Overlapping CIDRs = no peering, no VPN routing, routing ambiguity.
Example Plan:
VPC Production: 10.0.0.0/16
VPC Staging: 10.1.0.0/16
VPC Dev: 10.2.0.0/16
On-Premises: 192.168.0.0/16
All unique → any connectivity option works ✅
11. Full Connectivity Architecture (Enterprise)¶
On-Premises Data Center
├── Direct Connect (primary) ─────┐
└── Site-to-Site VPN (backup) ─────┤
↓
Transit Gateway
┌────┴────┐
VPC-Prod VPC-Dev
(10.0.0.0) (10.2.0.0)
└────┬────┘
VPC-Shared
(NAT GW, VPC Endpoints,
DNS resolver)
12. Common Mistakes¶
| ❌ Wrong | ✅ Correct |
|---|---|
| IGW used for VPN connectivity | VGW is used for VPN — IGW is for internet access only |
| Direct Connect is encrypted by default | DX is NOT encrypted — add VPN over DX for encryption |
| VPC Peering supports transitive routing | No transitive routing — use Transit Gateway |
| One VPN tunnel per connection | AWS VPN provides two tunnels per connection (redundancy) |
| Direct Connect setup takes hours | Takes weeks to months (physical provisioning) |
| Peering works without route table updates | Route tables on both sides must be manually updated |
| Default VPCs can always be peered | Default VPCs have 172.31.0.0/16 — same CIDR across regions → cannot peer |
| VPN CloudHub = internet VPN | CloudHub routes via AWS backbone after entering via VPN tunnel |
| DX is always faster than VPN | DX has consistent latency; VPN may be adequate for non-latency-sensitive workloads |
| Transit VIF needs DX Gateway | Transit VIF connects directly to TGW — no DX Gateway needed |
13. Interview Questions Checklist¶
- What are the two components of a Site-to-Site VPN? (VGW + CGW)
- How many IPsec tunnels per VPN connection?
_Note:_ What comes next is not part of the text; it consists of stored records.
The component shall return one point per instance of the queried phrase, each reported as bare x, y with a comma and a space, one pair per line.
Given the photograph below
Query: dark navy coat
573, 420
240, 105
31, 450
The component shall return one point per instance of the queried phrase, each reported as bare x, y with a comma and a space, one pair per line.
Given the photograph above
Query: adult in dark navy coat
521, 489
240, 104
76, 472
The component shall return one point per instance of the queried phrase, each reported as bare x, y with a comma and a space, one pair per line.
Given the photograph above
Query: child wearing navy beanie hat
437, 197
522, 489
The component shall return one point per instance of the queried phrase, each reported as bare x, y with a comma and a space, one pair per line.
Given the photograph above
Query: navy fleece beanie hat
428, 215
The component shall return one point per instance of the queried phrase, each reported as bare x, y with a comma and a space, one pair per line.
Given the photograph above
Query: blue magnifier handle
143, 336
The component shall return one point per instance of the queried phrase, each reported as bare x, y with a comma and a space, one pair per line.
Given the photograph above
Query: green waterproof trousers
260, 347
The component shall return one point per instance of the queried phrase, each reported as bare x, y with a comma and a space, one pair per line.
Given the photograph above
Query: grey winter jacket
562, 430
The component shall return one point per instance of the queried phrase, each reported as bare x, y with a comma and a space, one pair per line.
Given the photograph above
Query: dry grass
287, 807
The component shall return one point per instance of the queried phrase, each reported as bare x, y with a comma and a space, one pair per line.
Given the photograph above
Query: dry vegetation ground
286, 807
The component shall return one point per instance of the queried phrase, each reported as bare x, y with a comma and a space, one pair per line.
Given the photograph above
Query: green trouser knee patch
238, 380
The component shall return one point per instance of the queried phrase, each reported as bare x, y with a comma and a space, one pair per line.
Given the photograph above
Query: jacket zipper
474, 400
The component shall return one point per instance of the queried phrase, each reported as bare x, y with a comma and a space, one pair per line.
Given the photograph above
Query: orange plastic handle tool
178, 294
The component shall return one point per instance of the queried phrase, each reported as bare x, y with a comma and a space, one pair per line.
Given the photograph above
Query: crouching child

Why two?
- Static routing vs BGP routing in VPN — when to use each?
- What is VPN CloudHub? How does it work?
- Client VPN vs Site-to-Site VPN — difference?
- What is Direct Connect? Who lays the fiber?
- Is Direct Connect encrypted? How do you add encryption?
- What are the three VIF types? What does each connect to?
- Transit VIF vs Private VIF — key difference?
- What is a Direct Connect Gateway? When is it needed?
- What is the best practice for DX resilience? (DX primary + VPN backup)
- VPN vs Direct Connect — 5 comparisons
- What are the two hard limits of VPC Peering? (no overlap, no transitive)
- Walk through the 4 steps to set up VPC Peering
- Why doesn't peering work between two default VPCs in different regions?
- What is edge-to-edge routing? Why is it blocked in peering?
- VPC Peering vs Transit Gateway — when to use which?
- 10 VPCs need full mesh connectivity — how many peering connections? (45)
- What is the CIDR planning responsibility of an architect?